The Directive would supersede the Written Statement Directive (1991) and apply more rights to a wider variety of employees and employment relationships.

Employer action code: Monitor

The Directive is intended to supersede the Written Statement Directive (1991), which mandates only that employees have the right to be notified in writing of the essential aspects of their employment relationship, with a more expansive list of rights applicable to a wider variety of employees and employment relationships. The Directive has two main objectives: to improve employees’ protections against possible infringement of their employment rights and to increase labor market transparency regarding categories or types of employment.

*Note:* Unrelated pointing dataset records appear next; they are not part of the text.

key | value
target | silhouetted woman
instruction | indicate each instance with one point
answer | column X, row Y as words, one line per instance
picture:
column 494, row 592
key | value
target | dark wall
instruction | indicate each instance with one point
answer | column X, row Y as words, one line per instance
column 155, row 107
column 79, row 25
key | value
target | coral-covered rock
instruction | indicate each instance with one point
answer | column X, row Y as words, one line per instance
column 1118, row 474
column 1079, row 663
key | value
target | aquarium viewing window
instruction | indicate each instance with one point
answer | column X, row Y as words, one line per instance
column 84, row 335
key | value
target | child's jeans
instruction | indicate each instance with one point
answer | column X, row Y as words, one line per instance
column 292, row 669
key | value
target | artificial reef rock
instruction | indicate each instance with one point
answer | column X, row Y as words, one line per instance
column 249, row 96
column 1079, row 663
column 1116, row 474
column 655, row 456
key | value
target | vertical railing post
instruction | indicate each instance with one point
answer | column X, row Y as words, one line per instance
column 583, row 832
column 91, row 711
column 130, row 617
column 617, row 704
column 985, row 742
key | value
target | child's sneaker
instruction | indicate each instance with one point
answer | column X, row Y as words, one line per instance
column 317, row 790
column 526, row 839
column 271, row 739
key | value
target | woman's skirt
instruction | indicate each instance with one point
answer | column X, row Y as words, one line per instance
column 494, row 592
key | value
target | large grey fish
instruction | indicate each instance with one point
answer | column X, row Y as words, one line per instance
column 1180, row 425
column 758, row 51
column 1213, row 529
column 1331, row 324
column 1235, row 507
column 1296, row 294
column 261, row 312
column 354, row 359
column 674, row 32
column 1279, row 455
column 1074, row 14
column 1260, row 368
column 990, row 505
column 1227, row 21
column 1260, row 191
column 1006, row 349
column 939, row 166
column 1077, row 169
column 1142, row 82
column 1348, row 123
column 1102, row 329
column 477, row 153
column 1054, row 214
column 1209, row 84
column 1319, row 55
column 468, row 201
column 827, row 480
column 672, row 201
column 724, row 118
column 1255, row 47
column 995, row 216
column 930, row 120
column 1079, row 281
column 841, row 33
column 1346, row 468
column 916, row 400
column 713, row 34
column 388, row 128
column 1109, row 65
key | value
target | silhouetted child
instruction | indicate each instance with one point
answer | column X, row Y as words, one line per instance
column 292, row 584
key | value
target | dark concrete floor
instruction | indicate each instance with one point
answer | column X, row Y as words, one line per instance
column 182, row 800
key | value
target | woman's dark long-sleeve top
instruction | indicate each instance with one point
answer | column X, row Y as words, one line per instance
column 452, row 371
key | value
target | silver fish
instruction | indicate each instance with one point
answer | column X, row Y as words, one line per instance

For example, the Directive would provide support for individuals in non-standard employment arrangements (e.g., zero-hour contracts, tele-work, employee job sharing, freelance arrangements and work for temporary agencies) who wish to move to more standard employment. According to the European Commission (EC), non-standard employment represented one-quarter of all employment contracts in 2016 as well as 20% of the five million jobs created since 2014.

Key details

The Directive would establish the following minimum employment standards for all workers* in the EU:

  • It would be mandatory for employers to provide written information on the essential elements of work from the first day of employment (compared with within two months under the current Directive).
  • The employee’s probationary period would be limited to six months, unless a longer period is justified by the nature of the position (e.g., for managers) or where extension of the period is in the employee’s interest (e.g., for reasons of temporary absence from work).
  • The use of exclusivity or incompatibility clauses regarding parallel employment (i.e., working for more than one company simultaneously) would be prohibited in the absence of a legitimate need for such clauses (e.g., to protect business secrets or avoid conflicts of interest).
  • Individuals engaged in variable employment with no fixed schedule of work dictated by the employer would be entitled to reasonable advance notice of the hours and days they may be required to work. Individuals could still be engaged to work outside of the notified time frames or where the employer failed to provide reasonable notice, but they could not be required to work nor be adversely affected for refusing to work those hours. The definition of reasonable notice would be a local determination, which may vary by industry.
  • All workers in non-standard employment would have the right to request to transition to more secure and predictable employment where available, such as switching to full-time employment or more guaranteed or predictable hours of work. Employers would be required to respond in writing within one month for large enterprises, three months for smaller firms, but they would not be obliged to grant the request.
  • Any training required by labor law or collective agreement for workers to carry out their assigned tasks would have to be provided at no cost to the worker.

*Note: the Directive does not create a uniform, EU-wide definition of a “worker.” Instead workers are to be defined by the nature of the employment relationship under each member state’s laws, collective agreements and common practice with reference to the rulings by European Court of Justice on such matters.

Employer implications

Parliament approved the Directive on April 16, 2019. The Council of Ministers is expected to formally adopt the Directive in June. Member states would have three years from its adoption to transpose the Directive into local law. The Directive is not intended to curtail non-standard employment, but in the view of the EC, it is expected to “create more transparent and predictable working conditions, in particular for workers in non-standard forms of employment.” Employers hiring workers in the new gig economy should review the Directive and its potential impact on their hiring practices once it is transposed into local law.